From: "Björn Töpel" <bjorn@kernel.org>
To: Stanislav Fomichev <stfomichev@gmail.com>,
Maciej Fijalkowski <maciej.fijalkowski@intel.com>
Cc: netdev@vger.kernel.org, bpf@vger.kernel.org,
magnus.karlsson@intel.com, kuba@kernel.org, pabeni@redhat.com,
horms@kernel.org, larysa.zaremba@intel.com,
aleksander.lobakin@intel.com
Subject: Re: [PATCH net 1/6] xsk: respect tailroom for ZC setups
Date: Tue, 17 Mar 2026 10:19:25 +0100 [thread overview]

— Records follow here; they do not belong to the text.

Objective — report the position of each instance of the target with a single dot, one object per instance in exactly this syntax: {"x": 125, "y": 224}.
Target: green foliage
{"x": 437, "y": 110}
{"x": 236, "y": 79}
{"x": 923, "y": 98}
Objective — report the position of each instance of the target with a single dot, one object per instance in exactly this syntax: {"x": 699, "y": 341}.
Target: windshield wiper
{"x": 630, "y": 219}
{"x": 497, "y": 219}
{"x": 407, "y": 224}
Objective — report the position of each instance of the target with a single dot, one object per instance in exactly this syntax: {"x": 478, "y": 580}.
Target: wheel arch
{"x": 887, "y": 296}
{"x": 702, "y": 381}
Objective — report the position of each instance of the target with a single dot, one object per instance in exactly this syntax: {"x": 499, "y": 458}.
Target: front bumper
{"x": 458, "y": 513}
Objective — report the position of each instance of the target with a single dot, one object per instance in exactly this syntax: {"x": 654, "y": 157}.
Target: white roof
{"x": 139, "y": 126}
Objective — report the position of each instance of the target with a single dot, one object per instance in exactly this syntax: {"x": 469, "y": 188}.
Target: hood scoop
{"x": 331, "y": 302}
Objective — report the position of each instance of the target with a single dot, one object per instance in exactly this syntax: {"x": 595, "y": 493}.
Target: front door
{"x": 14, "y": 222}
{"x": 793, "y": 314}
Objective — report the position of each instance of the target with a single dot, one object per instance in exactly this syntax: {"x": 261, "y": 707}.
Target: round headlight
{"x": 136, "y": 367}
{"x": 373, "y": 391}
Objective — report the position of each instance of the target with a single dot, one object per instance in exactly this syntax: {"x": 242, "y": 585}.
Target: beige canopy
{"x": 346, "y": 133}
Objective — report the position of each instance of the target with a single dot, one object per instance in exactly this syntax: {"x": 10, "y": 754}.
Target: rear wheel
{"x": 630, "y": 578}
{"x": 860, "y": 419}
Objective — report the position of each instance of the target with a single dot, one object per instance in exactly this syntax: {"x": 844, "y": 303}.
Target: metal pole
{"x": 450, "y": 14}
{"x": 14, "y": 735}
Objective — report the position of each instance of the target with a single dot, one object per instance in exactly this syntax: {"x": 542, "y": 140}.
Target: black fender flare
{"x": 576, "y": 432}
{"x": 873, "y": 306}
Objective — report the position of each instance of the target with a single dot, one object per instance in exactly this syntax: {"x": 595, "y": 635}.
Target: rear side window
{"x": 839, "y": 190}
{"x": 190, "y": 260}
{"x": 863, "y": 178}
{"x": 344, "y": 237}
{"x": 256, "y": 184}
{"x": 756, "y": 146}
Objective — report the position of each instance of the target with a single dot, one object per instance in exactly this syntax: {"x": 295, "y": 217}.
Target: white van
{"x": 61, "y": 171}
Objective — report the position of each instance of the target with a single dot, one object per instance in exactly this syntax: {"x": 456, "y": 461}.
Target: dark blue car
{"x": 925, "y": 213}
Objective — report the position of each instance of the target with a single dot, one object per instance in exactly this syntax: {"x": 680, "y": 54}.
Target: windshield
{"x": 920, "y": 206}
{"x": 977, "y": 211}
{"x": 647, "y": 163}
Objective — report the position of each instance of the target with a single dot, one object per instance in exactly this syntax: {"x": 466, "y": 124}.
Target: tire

Message-ID: <878qbqrexu.fsf@all.your.base.are.belong.to.us> (raw)
In-Reply-To: <abiJ2C_q62bn7EC3@mini-arch>
Stanislav Fomichev <stfomichev@gmail.com> writes:
> On 03/16, Maciej Fijalkowski wrote:
>> Multi-buffer XDP stores information about frags in skb_shared_info that
>> sits at the tailroom of a packet. The storage space is reserved via
>> xdp_data_hard_end():
>>
>> ((xdp)->data_hard_start + (xdp)->frame_sz - \
>> SKB_DATA_ALIGN(sizeof(struct skb_shared_info)))
>>
>> and then we refer to it via macro below:
>>
>> static inline struct skb_shared_info *
>> xdp_get_shared_info_from_buff(const struct xdp_buff *xdp)
>> {
>> return (struct skb_shared_info *)xdp_data_hard_end(xdp);
>> }
>>
>> Currently we do not respect this tailroom space in multi-buffer AF_XDP
>> ZC scenario. To address this, introduce xsk_pool_get_tailroom() and use
>> it within xsk_pool_get_rx_frame_size() which is used in ZC drivers to
>> configure length of HW Rx buffer.
>>
>> xsk_pool_get_tailroom() is only reserving necessary space when pool is
>> zc and underlying netdev supports zc multi-buffer. Since this function
>> relies on pool->umem->zc setting, set it before ndo_bpf during zc
>> configuration, so that driver that actually calls
>> xsk_pool_get_rx_frame_size() inside ndo_bpf will get correct tailroom
>> value.
>>
>> Fixes: 24ea50127ecf ("xsk: support mbuf on ZC RX")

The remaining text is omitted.